Charles Hamilton Houston, Black Educator Hall Of Fame Member

Every day this month, the Center for Black Educator Development, in partnership with and the Education Post, will highlight a Black Educator Hall of Famer. But, don’t forget, e’ry month is Black History MonthFebruary is just the Blackest.

Today, our featured Black Educator Hall of Fame Member is Charles Hamilton Houston.

Charles H. Houston, an eduactivist, was born on September 3, 1895 in Washington D.C. was a renowned civil rights attorney, is widely recognized as the architect of the civil rights strategy that led to the U.S. Supreme Court’s 1954 decision, Brown v. Board of Education

He graduated from the M Street High School at age 15 and as the only Black student in his class, he graduated from Amherst College class valedictorian. After graduating, Houston joined the armed forces and fought in World War I. Houston’s experience in the racially segregated U.S. Army, where he served as a First Lieutenant in World War I in France, made him determined to study law and use his time “fighting for men who could not strike back.”
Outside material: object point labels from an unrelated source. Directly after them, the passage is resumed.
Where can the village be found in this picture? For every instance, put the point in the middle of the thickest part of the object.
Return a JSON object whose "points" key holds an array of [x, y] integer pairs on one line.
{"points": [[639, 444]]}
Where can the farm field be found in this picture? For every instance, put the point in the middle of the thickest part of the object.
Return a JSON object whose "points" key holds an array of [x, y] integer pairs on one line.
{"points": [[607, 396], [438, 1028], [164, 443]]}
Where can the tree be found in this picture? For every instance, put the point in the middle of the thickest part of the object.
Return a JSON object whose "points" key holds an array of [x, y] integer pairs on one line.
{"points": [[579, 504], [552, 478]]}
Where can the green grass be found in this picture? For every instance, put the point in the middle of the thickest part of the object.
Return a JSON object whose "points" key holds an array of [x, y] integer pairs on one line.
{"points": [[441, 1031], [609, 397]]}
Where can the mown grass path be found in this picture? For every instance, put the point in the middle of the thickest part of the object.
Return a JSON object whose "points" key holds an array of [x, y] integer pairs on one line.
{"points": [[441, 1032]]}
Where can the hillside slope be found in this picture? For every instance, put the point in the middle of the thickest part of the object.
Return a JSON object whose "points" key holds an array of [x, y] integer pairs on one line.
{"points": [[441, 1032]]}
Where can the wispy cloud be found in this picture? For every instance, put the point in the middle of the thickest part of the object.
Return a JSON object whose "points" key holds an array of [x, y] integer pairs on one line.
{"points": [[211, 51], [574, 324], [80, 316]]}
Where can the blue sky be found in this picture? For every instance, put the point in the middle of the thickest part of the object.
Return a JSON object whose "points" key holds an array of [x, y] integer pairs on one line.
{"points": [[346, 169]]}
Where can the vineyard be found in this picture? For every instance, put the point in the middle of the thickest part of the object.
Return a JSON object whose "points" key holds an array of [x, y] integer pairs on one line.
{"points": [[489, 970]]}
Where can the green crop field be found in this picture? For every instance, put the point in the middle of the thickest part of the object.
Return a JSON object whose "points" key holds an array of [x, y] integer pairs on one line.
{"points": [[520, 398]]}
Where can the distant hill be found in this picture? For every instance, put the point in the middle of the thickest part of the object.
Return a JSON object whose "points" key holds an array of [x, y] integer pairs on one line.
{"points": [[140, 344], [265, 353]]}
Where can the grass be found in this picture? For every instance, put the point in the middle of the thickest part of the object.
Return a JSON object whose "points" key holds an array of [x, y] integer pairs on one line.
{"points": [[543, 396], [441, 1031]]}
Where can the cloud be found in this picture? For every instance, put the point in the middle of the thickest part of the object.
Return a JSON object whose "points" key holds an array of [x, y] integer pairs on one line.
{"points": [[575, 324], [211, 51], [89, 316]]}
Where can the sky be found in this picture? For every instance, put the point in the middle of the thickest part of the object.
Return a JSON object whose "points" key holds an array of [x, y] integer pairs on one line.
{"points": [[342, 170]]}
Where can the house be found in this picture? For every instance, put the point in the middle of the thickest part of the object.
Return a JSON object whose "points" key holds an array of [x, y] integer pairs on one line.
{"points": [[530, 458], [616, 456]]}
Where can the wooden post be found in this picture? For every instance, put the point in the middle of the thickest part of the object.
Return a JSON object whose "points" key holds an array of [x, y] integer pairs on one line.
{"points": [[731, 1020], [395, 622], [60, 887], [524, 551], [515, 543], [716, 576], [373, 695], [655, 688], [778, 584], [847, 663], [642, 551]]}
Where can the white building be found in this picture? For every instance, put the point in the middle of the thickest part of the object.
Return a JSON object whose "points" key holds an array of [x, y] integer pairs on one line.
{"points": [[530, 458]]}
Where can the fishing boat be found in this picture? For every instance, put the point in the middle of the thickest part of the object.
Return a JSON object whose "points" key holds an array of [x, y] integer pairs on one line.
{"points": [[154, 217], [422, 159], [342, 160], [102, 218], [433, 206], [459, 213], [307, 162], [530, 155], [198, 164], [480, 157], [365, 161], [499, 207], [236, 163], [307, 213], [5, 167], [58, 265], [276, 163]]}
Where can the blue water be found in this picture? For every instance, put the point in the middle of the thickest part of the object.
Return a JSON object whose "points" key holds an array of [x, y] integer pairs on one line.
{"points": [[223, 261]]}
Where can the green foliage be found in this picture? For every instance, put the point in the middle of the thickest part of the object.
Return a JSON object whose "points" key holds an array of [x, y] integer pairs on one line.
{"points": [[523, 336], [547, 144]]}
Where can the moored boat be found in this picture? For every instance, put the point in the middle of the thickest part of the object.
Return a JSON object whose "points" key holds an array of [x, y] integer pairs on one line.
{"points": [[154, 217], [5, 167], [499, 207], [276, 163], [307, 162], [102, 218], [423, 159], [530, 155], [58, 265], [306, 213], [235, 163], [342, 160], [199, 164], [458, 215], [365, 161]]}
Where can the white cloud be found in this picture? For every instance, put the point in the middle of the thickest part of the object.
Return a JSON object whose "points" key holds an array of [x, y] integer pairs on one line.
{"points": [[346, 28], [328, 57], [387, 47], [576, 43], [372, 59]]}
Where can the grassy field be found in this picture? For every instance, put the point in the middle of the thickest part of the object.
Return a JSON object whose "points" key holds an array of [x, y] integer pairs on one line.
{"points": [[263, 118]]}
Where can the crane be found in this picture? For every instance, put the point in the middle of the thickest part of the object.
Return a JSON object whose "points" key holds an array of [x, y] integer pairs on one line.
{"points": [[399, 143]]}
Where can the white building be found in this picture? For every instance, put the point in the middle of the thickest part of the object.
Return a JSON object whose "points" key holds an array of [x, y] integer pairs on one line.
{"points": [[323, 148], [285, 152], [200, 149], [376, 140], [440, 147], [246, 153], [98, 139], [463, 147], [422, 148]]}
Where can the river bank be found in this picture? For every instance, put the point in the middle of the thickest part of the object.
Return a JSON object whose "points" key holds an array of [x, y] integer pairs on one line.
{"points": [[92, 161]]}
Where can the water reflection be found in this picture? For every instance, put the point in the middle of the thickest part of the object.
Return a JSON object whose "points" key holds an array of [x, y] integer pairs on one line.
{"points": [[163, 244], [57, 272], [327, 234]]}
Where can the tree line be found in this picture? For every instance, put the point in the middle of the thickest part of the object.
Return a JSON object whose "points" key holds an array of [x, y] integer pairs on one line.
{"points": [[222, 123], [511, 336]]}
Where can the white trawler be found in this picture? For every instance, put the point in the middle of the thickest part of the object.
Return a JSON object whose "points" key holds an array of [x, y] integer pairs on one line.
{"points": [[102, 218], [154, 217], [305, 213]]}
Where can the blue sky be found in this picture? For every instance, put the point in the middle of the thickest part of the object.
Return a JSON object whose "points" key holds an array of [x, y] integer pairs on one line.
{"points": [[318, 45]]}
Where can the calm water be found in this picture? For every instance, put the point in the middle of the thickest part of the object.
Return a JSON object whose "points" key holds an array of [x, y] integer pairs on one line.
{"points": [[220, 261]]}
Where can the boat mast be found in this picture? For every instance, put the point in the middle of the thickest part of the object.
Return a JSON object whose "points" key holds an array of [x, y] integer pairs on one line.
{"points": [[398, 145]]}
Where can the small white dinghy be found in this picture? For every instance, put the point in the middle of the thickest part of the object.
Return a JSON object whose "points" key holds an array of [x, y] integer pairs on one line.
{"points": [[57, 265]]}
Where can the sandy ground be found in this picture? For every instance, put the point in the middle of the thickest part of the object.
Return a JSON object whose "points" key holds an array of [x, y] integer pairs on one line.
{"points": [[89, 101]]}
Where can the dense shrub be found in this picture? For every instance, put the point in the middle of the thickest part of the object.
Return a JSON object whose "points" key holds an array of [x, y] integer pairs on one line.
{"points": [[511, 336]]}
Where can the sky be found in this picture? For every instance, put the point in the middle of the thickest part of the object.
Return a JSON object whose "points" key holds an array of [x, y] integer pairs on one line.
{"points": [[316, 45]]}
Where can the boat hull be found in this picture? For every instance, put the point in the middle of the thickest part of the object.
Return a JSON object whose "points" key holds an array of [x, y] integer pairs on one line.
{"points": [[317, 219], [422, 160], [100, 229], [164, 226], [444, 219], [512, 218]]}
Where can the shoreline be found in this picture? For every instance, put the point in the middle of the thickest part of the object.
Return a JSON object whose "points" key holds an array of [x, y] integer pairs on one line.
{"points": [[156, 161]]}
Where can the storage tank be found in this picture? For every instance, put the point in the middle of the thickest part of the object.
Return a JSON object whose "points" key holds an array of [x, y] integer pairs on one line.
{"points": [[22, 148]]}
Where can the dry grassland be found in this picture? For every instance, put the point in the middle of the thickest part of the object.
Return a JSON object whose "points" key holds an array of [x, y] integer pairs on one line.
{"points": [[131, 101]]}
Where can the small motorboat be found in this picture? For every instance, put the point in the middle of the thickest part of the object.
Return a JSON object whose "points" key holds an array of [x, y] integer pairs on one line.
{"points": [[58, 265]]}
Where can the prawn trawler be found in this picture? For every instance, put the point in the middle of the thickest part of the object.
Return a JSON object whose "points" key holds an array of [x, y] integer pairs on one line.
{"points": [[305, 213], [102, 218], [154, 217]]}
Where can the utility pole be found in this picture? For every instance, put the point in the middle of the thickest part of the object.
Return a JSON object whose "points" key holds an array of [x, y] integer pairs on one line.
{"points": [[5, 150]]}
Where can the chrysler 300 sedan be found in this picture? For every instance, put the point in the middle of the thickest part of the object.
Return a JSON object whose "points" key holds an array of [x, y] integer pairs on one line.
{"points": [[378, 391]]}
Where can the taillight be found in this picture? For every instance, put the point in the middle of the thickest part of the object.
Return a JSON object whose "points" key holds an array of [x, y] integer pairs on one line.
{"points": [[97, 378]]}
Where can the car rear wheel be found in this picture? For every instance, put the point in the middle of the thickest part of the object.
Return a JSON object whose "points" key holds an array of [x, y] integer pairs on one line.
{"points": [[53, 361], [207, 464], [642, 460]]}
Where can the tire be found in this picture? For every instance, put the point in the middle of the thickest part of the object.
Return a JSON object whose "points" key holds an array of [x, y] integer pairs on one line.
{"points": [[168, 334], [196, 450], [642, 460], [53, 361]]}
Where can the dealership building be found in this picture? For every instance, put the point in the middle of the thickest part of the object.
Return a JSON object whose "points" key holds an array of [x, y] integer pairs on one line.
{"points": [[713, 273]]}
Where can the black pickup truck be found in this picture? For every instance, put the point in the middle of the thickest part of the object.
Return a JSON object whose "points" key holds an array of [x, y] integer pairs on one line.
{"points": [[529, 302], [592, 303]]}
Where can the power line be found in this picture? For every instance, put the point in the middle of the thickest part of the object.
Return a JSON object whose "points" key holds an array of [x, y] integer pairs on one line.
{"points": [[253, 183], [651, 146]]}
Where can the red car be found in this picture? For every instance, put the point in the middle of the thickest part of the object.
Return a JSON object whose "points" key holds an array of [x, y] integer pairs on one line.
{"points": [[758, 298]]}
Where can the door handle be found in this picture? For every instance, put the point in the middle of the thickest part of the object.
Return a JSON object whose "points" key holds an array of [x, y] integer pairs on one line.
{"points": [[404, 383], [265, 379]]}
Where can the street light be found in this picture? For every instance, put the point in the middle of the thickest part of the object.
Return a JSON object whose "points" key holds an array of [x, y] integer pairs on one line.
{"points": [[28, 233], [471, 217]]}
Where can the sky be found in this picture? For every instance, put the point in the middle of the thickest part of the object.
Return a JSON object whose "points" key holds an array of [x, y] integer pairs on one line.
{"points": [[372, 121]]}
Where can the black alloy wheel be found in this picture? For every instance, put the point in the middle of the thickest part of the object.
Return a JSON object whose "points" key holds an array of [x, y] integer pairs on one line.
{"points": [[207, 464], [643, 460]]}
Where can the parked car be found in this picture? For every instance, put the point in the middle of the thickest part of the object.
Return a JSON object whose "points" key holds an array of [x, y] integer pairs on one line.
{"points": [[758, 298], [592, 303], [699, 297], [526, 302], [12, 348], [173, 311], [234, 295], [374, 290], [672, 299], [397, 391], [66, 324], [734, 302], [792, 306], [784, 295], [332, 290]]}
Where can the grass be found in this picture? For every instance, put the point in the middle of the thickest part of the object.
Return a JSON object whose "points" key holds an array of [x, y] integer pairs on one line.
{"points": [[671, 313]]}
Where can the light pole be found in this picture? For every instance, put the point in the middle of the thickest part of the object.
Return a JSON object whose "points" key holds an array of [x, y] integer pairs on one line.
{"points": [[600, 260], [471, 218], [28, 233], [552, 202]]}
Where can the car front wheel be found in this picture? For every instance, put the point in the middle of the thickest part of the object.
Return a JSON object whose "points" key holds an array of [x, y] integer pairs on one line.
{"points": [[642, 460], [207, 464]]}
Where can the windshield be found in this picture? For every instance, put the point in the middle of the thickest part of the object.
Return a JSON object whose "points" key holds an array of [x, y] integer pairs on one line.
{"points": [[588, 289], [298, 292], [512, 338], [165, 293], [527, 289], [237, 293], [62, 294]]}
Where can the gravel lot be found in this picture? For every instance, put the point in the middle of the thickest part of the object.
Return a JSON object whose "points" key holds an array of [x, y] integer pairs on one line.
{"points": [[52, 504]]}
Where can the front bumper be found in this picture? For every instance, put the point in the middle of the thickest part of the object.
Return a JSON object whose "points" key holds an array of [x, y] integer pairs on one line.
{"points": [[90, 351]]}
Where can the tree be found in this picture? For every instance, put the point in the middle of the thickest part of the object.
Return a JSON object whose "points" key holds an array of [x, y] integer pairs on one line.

Following his military discharge, Houston entered Harvard Law School; excelling in his studies, becoming the first black editor of the Harvard Law Review, and graduating with high honors in 1922. Because of his excellence in school, he was recommended for further studies in Spain.

Once he returned home, Houston practiced law with his father and began teaching part-time at Howard Law School in the evening. Through that time Howard Law School had trained approximately three fourths of the approximately 950 African American lawyers practicing in the United States.

At Houston’s suggestion, Howard Law School became a full-time law program and Houston was made the Dean of the School.

Houston is most known for being the architect behind the ultimate success of the long struggle to end the separate but equal doctrine accepted by the U.S. Supreme Court in 1896 in Plessy v. Ferguson with the Brown v. Board decision in 1954. Houston with a group of mainly Howard University lawyers, including Thurgood Marshall, working with the NAACP Legal Defense and Educational Fund, led the successful effort to overturn de jure discrimination.

Sadly, Houston would not live to see segregation declared unconstitutional by the Supreme Court in 1954 in Brown v. Board of Education. He died in 1950 from a heart attack.

Houston was posthumously awarded the NAACP Spingarn Medal in 1950 and the main building of the Howard University School of Law was named Charles Hamilton Houston Hall in 1958 and Harvard Law School named a professorship after him and in 2005, opened the Charles Hamilton Houston Institute for Race and Justice.

Charles Hamilton Houston; a member of the Black Educator Hall of Fame.